So, I have a set of dependent Gaussian RVs $\{X_k\}_{k=1}^{N}$ with known joint PDF (zero mean and given covariance matrix). I'm interested in whether we can compute the quantity: $$ \mathbb{E}\left[\left(\sum_{k=1}^{N}{X_k^2}\right)^{\beta}\right], $$ where $\beta > 0$.
I tried thinking about the sum and see if I can linked to Chi-squared distribution, but the problem is that the set of variables in question are dependent.
Is $\beta$ an integer or what?
If what you actually know is that the vector $\vec X=(X_1,\ldots,X_N)$ follows a multivariate normal distribution with zero mean and covariance matrix $\Sigma$, then you have joint density $$f_{\vec X}(\vec x)=\frac1{\sqrt{2\pi \det(\Sigma)}}e^{-\frac12\vec x^T\Sigma^{-1}\vec x},$$ where $\vec x=(x_1,\ldots,x_N)^T$.

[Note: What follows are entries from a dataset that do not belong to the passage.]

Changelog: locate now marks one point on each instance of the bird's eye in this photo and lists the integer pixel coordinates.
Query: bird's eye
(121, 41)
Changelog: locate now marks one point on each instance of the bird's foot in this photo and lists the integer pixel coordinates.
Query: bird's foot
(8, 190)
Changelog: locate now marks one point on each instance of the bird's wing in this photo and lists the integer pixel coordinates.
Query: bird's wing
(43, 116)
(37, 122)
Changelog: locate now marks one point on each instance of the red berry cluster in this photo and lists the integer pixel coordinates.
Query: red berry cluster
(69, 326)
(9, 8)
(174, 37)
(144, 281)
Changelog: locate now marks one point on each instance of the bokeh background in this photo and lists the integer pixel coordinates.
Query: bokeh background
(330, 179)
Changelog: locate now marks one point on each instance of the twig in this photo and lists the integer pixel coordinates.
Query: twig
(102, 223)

So, as a very general answer, we can say that $$E\left[\left(\sum_{k=1}^N X_k^2\right)^\beta\right]=\int_{\mathbb R^N}\left(\sum_{k=1}^N x_k^2\right)^\beta \cdot f_{\vec X}(\vec x)\quad dx_1\ldots dx_N,$$ but I can't think of a general expression for this integral.